An astonishing survey reported today by the Wall Street Journal claims that 92% of 15 to 30-year-old men didn't know about "this event which the foreigners call 9/11" after being read a three-paragraph description of the attacks.

A think tank called the International Council on Security and Development (ICOS) carried out the survey of 1,000 Afghan men in eight districts of Kandahar and Helmand, the two southern provinces where President Barack Obama sent the bulk of American surge troops.

Norine MacDonald, President of ICOS, said that this lack of awareness among fighting-age Afghan males has created:

"a vacuum—and it's being filled by al Qaeda and Taliban propaganda claiming that we are here to destroy Islam."

Of the eight percent of Afghans who were familiar with the 9/11 attacks, many of them could be believers in the conspiracy theories abound in the Middle East.

As an example, the Daily Mail cited a quote from Maulvi Abdulaziz Mujahed, a religious leader who served as chairman of the Kabul provincial council in 2008 to 2009 who recently explained in an interview his belief that 9/11 was a Jewish conspiracy and a fabricated pretext for invasion:

"I saw the photos of all those who have been killed in the attacks, and I saw people bring flowers for their loved ones. But I couldn't find a single Jew among them. The superpowers wanted a good pretext to invade Afghanistan, and these attacks provided it."

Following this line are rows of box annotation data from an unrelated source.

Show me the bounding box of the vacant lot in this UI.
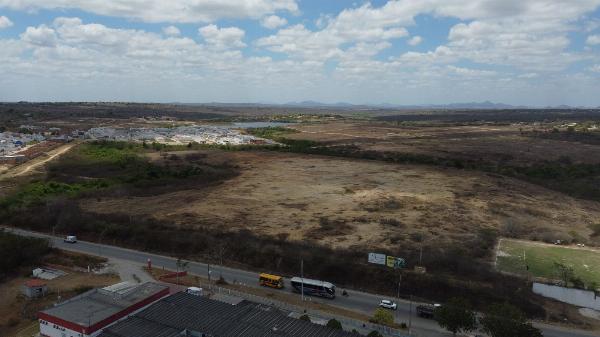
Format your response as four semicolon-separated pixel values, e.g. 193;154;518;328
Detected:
497;239;600;285
81;151;600;249
286;122;600;165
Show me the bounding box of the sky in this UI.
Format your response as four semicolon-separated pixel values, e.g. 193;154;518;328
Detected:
0;0;600;106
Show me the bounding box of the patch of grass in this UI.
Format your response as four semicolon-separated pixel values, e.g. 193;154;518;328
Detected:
497;239;600;285
246;126;299;141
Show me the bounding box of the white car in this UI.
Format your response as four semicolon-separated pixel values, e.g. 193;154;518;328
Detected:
185;287;202;296
379;300;398;310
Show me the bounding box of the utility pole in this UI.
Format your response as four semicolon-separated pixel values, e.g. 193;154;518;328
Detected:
300;259;304;303
396;269;402;318
408;294;412;336
206;262;210;289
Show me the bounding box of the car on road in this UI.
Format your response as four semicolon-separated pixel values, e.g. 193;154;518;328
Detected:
379;300;398;310
63;235;77;243
185;287;202;296
417;303;441;318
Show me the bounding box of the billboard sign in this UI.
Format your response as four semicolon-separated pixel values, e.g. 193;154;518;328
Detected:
386;256;406;268
369;253;385;266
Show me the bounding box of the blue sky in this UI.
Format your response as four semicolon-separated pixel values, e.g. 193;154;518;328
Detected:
0;0;600;106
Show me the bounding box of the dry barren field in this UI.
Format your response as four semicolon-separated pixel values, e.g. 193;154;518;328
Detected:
288;121;600;164
81;151;600;248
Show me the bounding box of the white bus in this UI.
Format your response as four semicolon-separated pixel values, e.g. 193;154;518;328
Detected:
291;277;335;299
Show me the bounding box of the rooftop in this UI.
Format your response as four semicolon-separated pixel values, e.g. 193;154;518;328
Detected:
25;279;46;288
41;282;169;327
99;292;356;337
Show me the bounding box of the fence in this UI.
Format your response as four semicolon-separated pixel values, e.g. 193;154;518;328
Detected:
533;282;600;310
206;286;417;337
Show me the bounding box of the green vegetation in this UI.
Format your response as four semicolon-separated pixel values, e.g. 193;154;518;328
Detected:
0;230;50;281
434;298;477;336
0;142;238;214
589;223;600;236
370;308;394;326
0;141;543;316
497;240;600;287
246;126;299;141
480;303;543;337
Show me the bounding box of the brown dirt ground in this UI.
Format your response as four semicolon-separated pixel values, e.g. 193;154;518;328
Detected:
286;121;600;164
81;151;600;247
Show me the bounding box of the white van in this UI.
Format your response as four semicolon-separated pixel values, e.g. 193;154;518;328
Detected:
63;235;77;243
185;287;202;296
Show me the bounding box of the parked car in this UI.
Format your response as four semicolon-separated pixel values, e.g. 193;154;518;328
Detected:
63;235;77;243
379;300;398;310
417;303;441;318
185;287;202;296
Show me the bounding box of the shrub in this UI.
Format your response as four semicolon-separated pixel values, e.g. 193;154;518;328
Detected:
589;223;600;236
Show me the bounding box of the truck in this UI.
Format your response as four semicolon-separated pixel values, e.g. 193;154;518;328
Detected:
185;287;202;296
63;235;77;243
417;303;442;318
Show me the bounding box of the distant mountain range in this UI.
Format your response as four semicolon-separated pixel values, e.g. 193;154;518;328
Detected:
206;101;590;110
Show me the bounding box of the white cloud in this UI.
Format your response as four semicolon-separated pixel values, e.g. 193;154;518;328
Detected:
585;34;600;46
0;15;13;29
0;0;298;23
517;73;540;79
198;25;246;49
256;2;412;62
260;15;287;29
21;25;56;47
408;35;423;46
447;66;497;77
163;26;181;36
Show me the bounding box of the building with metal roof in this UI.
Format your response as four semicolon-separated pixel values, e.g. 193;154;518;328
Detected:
38;282;169;337
99;292;356;337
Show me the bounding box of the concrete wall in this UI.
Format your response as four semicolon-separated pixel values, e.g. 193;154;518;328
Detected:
533;282;600;310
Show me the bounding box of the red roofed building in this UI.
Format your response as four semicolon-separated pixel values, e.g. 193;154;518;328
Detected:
38;282;169;337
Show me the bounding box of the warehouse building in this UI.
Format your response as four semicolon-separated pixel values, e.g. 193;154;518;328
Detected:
38;282;169;337
99;292;356;337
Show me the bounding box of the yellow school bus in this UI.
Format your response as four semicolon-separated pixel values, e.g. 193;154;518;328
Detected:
258;273;283;289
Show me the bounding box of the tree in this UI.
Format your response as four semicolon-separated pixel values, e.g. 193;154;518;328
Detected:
434;298;476;336
327;318;342;330
176;257;190;284
371;308;394;325
480;303;543;337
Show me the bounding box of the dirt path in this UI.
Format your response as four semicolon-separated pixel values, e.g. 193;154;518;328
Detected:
0;142;79;180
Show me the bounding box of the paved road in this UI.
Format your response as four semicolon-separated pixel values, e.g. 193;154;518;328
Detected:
7;228;599;337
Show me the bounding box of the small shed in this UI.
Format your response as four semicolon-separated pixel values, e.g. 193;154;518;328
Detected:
22;279;48;298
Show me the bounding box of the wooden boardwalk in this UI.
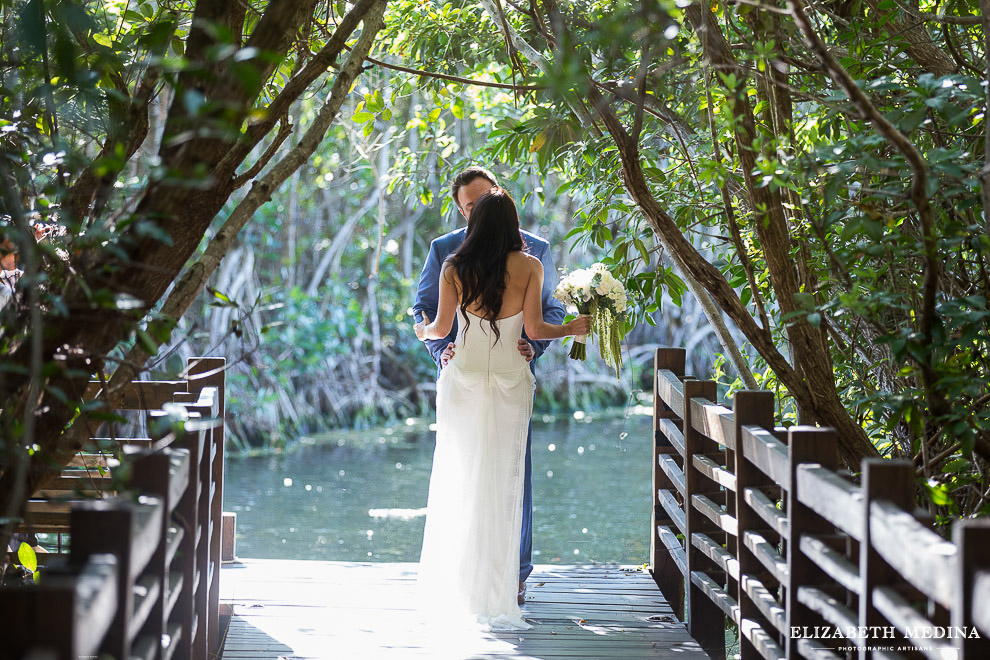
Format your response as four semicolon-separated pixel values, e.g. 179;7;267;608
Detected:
220;559;707;660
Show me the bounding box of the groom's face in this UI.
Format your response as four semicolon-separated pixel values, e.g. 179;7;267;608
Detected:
457;176;495;220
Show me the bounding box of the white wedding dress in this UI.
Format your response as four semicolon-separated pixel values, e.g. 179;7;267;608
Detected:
419;307;535;630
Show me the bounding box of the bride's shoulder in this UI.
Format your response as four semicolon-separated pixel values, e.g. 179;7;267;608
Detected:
509;250;543;271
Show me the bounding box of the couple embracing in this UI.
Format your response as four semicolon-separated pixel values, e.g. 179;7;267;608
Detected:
413;167;590;629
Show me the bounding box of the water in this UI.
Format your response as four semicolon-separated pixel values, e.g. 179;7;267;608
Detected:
224;413;652;564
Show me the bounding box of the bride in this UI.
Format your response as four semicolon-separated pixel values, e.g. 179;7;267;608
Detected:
415;186;590;629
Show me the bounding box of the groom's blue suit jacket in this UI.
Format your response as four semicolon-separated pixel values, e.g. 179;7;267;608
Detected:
413;227;564;364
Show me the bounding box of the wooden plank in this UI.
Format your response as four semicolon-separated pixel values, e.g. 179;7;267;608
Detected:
873;587;958;660
657;525;687;575
691;571;739;623
691;495;738;536
800;536;860;594
657;369;684;417
220;560;707;660
972;571;990;638
797;587;864;646
797;637;845;660
694;454;736;492
657;419;684;456
657;490;687;534
742;426;791;490
949;518;990;658
691;534;739;580
739;619;785;660
657;454;685;497
743;531;791;585
796;464;866;541
870;500;957;608
743;488;791;539
739;575;787;635
691;397;736;450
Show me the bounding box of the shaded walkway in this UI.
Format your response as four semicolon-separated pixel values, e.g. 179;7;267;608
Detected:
220;559;707;660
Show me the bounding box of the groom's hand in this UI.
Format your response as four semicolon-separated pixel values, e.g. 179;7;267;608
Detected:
440;342;455;368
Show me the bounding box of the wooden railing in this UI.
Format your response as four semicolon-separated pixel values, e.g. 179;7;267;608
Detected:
0;358;224;660
651;348;990;660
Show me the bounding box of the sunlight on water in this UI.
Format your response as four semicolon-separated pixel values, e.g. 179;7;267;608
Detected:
224;413;652;564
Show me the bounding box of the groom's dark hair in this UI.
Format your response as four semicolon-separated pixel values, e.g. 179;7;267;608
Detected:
450;165;498;208
447;186;526;341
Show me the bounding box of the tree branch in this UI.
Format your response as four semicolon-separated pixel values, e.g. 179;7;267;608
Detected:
788;0;944;416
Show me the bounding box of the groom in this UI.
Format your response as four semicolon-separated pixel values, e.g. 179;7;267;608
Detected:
413;166;564;605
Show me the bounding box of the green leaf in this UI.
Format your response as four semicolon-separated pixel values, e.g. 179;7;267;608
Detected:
17;541;38;573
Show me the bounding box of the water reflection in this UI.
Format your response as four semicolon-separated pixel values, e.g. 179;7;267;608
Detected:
224;415;652;564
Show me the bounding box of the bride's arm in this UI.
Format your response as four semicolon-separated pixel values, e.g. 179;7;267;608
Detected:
523;258;591;339
413;262;458;341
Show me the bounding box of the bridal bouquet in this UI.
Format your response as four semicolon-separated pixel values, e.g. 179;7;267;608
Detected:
553;263;627;378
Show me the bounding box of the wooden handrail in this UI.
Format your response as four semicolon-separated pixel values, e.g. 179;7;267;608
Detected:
650;348;990;660
0;358;224;660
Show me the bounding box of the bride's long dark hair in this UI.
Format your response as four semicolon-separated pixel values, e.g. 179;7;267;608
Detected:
447;186;526;341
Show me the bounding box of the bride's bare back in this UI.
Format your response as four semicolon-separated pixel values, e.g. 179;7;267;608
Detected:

The survey appears to repudiate any notion that Afghan public opinion in the ethnic Pashtun-dominated south and east is broadly supportive of the U.S. military presence there.

The WSJ noted that university students in Kabul, for example, believe the Coalition has dramatically improved the country and they do not want the Taliban in power under any circumstances.

While the rest of the country is likely more supportive of the Coalition,  the south and east provide the majority of Taliban recruits, and have been the focus of U.S. military efforts during the Obama administration's tenure.

Abdul Hakim Mujahid, the deputy chairman of the Afghan government's High Peace Council, told the Journal that the tide of public opinion has turned, and many Afghans have ceased to believe the Coalition can turn things around.

"Expectations have come down, and now have reached the point of zero. The people are asking: When will the foreigners finally leave?"

Judging by many recent polls gauging support for the war in America, it is clear many of us are asking the same question.